Recent data suggests that the Omicron poses a 70% lower risk of hospitalization than the delta variant.
Since its discovery in November of this year, the Omicron variant has managed to spread at a record speed. The heavily mutated strain has caused a significant increase in COVID-19 cases and will likely become the dominant strain worldwide. As a result, multiple research projects are currently underway to assess the variant’s threat to public health. Although experts claim that Omicron causes mild symptoms, researchers are still unsure of its severity and how it compares to the more contagious Delta variant. Now, two new preliminary studies and a U.K. government study has provided further evidence on the strain’s severity.
Recently, researchers at the University of Edinburgh conducted a Scotland-wide study looking at PCR, genome sequencing, hospitalization, vaccination, and mortality data. They collected estimates of Omicron and Delta cases among the population and the difference in health outcomes among the two. According to results, a total of 15 hospitalizations occurred with Omicron and 856 with Delta. Thus, suggesting a two-third reduction in the risk of hospitalization.

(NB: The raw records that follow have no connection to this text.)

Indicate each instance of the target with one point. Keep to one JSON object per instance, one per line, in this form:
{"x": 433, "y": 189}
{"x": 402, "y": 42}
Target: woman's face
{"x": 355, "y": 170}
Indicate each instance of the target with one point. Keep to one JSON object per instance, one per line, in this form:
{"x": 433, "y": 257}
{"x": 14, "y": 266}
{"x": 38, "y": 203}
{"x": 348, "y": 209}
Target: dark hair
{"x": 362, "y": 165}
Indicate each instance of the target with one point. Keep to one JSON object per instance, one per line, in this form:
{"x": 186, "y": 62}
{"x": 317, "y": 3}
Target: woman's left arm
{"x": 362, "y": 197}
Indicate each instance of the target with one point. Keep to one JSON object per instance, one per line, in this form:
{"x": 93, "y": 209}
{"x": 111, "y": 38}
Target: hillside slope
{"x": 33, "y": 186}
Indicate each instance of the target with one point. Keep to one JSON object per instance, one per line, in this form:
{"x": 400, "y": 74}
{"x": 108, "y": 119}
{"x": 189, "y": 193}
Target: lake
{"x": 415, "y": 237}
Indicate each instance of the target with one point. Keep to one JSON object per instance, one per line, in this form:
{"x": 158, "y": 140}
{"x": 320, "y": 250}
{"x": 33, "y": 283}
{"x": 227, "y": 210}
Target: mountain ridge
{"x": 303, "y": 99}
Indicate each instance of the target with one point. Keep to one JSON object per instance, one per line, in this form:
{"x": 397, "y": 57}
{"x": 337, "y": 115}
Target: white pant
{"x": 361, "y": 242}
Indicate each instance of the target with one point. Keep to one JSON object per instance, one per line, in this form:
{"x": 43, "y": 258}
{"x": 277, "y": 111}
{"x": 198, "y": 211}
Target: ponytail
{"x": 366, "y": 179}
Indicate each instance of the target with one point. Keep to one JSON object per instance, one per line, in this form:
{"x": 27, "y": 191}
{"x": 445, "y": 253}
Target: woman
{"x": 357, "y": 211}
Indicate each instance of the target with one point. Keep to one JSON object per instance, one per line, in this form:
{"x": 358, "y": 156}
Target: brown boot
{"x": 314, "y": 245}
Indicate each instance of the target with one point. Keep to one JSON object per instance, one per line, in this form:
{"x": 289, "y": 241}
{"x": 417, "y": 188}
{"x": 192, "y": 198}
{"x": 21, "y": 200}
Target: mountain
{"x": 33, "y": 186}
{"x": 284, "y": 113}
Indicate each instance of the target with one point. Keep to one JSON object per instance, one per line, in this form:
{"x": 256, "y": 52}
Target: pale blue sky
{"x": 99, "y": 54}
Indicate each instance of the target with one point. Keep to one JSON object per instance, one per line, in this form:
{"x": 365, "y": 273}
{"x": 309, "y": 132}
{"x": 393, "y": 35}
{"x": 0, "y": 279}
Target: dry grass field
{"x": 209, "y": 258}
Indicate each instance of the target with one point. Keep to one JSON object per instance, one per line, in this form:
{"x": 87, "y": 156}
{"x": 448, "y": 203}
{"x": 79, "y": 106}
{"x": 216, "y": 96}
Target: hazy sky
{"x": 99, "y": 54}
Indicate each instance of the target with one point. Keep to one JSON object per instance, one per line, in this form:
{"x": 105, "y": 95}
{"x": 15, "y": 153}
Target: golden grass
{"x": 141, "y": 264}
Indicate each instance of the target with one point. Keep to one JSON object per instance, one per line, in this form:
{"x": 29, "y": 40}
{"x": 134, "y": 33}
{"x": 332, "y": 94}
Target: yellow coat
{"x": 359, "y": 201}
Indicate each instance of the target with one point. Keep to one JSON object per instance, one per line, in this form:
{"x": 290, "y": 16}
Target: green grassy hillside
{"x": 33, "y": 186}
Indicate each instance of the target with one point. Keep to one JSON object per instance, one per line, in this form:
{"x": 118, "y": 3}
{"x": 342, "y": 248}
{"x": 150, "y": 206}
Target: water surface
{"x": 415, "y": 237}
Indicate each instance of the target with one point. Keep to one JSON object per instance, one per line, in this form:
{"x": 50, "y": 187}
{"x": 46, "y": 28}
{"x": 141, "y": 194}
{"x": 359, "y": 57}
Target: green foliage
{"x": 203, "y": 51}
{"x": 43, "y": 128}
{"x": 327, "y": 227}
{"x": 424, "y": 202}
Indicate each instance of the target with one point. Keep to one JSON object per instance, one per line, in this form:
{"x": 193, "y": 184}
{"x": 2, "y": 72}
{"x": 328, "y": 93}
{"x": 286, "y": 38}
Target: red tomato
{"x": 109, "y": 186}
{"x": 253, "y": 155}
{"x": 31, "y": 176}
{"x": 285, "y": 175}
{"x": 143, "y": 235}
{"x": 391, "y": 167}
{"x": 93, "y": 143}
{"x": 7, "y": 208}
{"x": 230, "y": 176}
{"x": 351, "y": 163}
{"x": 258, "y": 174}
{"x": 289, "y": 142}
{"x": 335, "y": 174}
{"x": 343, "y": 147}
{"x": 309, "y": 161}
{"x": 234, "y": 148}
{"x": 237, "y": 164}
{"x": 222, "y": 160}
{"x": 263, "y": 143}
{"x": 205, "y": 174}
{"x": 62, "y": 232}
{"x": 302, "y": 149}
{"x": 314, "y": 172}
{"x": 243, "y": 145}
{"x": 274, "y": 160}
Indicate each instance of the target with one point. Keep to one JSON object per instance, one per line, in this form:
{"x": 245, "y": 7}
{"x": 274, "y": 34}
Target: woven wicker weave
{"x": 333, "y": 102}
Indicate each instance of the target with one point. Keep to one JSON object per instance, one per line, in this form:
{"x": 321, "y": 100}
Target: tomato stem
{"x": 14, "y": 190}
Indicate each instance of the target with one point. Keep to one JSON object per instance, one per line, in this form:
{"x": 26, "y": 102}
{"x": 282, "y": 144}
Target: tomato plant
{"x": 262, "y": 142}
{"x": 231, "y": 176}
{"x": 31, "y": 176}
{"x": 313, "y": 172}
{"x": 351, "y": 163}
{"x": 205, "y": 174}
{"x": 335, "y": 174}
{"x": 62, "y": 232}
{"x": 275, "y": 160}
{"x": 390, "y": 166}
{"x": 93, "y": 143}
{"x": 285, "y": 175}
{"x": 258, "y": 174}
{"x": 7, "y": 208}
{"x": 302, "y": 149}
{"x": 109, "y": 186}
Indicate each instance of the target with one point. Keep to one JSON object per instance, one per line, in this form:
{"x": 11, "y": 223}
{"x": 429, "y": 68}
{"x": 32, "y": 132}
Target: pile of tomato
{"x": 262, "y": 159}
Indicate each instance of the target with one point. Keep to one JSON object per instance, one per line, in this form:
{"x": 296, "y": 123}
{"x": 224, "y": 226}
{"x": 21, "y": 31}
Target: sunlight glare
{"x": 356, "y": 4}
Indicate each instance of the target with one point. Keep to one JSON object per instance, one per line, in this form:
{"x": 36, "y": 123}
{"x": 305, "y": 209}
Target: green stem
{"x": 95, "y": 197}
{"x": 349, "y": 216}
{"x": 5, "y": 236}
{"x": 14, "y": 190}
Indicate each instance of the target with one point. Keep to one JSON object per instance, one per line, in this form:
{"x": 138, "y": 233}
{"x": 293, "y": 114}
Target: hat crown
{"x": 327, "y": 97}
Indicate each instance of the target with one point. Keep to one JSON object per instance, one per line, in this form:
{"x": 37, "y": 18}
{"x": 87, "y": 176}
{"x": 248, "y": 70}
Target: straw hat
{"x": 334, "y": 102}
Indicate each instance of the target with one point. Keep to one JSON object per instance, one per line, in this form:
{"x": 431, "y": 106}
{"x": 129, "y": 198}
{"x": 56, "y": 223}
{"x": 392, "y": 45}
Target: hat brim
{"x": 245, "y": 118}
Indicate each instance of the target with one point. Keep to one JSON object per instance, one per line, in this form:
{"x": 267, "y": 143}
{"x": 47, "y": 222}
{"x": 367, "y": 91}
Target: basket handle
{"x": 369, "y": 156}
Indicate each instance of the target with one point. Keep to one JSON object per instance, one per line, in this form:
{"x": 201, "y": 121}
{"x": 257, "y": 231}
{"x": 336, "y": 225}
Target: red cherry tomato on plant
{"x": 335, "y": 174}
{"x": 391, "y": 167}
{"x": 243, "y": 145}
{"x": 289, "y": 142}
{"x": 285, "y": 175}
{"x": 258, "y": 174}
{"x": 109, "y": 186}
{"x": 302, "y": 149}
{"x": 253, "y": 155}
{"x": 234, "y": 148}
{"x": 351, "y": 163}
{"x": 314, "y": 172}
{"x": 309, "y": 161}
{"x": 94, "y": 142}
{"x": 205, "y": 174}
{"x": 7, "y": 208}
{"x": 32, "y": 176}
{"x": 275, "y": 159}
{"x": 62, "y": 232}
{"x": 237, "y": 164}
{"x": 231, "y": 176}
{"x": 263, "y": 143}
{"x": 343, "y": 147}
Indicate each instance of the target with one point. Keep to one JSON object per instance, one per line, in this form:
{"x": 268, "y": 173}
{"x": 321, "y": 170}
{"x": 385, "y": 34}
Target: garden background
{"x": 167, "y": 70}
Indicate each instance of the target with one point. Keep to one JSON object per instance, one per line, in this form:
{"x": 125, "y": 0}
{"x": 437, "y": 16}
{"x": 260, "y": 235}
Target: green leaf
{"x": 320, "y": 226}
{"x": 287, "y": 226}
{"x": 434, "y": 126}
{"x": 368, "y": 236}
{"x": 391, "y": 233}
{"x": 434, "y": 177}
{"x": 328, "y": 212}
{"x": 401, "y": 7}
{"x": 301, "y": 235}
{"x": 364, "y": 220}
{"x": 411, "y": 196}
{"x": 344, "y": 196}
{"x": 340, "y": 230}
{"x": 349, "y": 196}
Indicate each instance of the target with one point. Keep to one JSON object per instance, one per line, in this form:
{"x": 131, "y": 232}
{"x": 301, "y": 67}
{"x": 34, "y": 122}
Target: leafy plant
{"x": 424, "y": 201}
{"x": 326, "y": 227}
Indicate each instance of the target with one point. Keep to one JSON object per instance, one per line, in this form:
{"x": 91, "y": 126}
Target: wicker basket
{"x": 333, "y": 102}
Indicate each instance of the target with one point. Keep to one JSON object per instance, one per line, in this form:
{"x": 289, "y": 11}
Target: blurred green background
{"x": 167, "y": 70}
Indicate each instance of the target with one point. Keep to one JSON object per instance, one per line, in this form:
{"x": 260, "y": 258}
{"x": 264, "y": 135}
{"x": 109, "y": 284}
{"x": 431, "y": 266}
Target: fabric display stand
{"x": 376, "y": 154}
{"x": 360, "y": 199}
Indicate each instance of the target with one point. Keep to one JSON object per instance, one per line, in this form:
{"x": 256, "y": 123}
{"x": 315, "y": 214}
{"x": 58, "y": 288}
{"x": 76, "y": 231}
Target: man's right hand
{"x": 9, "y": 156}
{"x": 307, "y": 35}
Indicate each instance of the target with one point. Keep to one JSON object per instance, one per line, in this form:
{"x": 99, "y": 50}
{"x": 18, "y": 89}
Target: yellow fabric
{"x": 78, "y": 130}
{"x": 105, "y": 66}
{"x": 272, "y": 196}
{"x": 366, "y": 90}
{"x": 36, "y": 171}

Too Early for Accurate Predictions
Another research, based out of South Africa, assessed over 161,000 COVID-19 cases reported between 1st October and 6th December. According to the study, Omicron infections had an 80% lower risk of hospitalization than those with Delta infections. However, the risk of severe disease upon hospitalization remained similar among the two.

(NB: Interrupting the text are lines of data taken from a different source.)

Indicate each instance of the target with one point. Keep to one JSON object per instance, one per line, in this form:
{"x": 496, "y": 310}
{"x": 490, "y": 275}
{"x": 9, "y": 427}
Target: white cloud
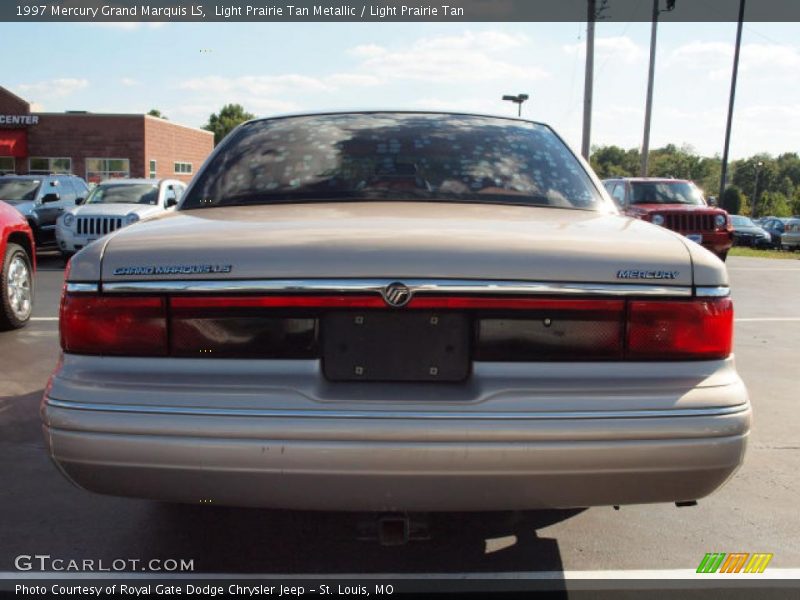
{"x": 367, "y": 51}
{"x": 254, "y": 85}
{"x": 466, "y": 58}
{"x": 755, "y": 60}
{"x": 619, "y": 48}
{"x": 126, "y": 25}
{"x": 346, "y": 80}
{"x": 53, "y": 88}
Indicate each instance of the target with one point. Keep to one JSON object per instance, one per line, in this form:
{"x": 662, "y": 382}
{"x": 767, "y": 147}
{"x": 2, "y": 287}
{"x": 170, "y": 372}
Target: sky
{"x": 189, "y": 70}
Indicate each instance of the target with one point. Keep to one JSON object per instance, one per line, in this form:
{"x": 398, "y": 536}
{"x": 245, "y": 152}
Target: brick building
{"x": 97, "y": 146}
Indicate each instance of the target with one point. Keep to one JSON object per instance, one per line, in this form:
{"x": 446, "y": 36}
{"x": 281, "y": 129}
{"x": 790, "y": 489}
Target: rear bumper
{"x": 432, "y": 456}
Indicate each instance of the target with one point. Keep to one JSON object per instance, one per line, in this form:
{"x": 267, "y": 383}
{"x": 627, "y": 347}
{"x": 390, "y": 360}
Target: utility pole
{"x": 648, "y": 110}
{"x": 734, "y": 75}
{"x": 591, "y": 16}
{"x": 754, "y": 208}
{"x": 518, "y": 100}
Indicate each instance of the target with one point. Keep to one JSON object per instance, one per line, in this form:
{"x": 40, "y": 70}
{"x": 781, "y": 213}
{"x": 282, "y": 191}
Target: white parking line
{"x": 658, "y": 574}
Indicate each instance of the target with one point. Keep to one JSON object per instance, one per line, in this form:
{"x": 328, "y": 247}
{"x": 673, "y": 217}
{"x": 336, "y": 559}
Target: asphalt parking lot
{"x": 40, "y": 512}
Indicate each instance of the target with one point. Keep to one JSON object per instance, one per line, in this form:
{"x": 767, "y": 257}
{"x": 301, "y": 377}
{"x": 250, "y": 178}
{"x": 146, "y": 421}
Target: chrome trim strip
{"x": 417, "y": 286}
{"x": 720, "y": 291}
{"x": 387, "y": 414}
{"x": 83, "y": 288}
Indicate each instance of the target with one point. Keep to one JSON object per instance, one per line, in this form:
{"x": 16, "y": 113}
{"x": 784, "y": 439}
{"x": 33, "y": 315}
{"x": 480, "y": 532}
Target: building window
{"x": 100, "y": 169}
{"x": 38, "y": 165}
{"x": 183, "y": 168}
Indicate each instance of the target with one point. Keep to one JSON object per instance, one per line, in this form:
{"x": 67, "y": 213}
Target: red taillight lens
{"x": 674, "y": 330}
{"x": 108, "y": 325}
{"x": 534, "y": 329}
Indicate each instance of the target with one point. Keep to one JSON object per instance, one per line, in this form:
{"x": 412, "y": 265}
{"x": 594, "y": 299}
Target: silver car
{"x": 114, "y": 204}
{"x": 790, "y": 238}
{"x": 397, "y": 311}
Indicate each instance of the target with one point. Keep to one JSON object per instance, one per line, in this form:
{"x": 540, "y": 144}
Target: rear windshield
{"x": 666, "y": 192}
{"x": 144, "y": 193}
{"x": 391, "y": 156}
{"x": 18, "y": 189}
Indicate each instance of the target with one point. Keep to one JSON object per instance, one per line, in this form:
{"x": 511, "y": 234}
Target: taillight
{"x": 506, "y": 328}
{"x": 110, "y": 325}
{"x": 674, "y": 330}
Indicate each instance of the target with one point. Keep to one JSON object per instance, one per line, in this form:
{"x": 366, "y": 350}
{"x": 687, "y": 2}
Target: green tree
{"x": 733, "y": 200}
{"x": 228, "y": 118}
{"x": 613, "y": 161}
{"x": 744, "y": 173}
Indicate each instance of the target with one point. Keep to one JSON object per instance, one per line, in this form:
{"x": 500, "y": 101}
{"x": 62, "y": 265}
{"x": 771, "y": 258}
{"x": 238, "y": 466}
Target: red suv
{"x": 17, "y": 265}
{"x": 676, "y": 204}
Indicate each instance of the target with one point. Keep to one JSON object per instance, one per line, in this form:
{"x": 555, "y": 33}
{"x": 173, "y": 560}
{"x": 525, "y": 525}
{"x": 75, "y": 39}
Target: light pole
{"x": 648, "y": 109}
{"x": 754, "y": 210}
{"x": 518, "y": 100}
{"x": 724, "y": 175}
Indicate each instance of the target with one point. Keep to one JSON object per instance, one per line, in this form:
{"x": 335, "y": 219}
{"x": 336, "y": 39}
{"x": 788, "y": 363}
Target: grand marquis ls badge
{"x": 173, "y": 269}
{"x": 396, "y": 294}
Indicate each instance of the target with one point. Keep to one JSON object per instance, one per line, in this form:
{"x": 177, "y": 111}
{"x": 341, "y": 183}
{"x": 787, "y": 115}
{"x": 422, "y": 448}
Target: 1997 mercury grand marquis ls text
{"x": 397, "y": 311}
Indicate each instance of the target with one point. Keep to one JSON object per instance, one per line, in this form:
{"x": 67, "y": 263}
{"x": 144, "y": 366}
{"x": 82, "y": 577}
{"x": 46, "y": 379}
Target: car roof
{"x": 394, "y": 112}
{"x": 648, "y": 179}
{"x": 134, "y": 181}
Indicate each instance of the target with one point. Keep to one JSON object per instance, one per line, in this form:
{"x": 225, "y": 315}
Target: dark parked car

Recently, the UK Health Security Agency (UKHSA) also published its findings on Omicron hospitalization and vaccine analysis. The updated analysis was based on 132 Omicron cases admitted to or transferred from emergency departments. Results showed a 31-45% reduction in emergency department visits compared to Delta, and a 50-70% lower risk of hospital admission among Omicron cases. Moreover, doubly vaccinated people had the highest rate of Omicron infection.
The results provide evidence for the efficacy of booster doses. However, all these results are preliminary as they have yet to undergo a peer review. Moreover, since a small number of Omicron cases are currently in hospitals, the results do not provide an accurate analysis. Therefore, as we await further data, the best step is to get vaccinated and continue practising social distancing protocols.
Sheikh, A., Kerr, S., Woolhouse, M., McMenamin, J., & Robertson, C. (2021). Severity of Omicron variant of concern and vaccine effectiveness against symptomatic disease: national cohort with nested test negative design study in Scotland.
Wolter, Nicole, et al. “Early Assessment of the Clinical Severity of the SARS-COV-2 Omicron Variant in South Africa.” 2021, doi:10.1101/2021.12.21.21268116.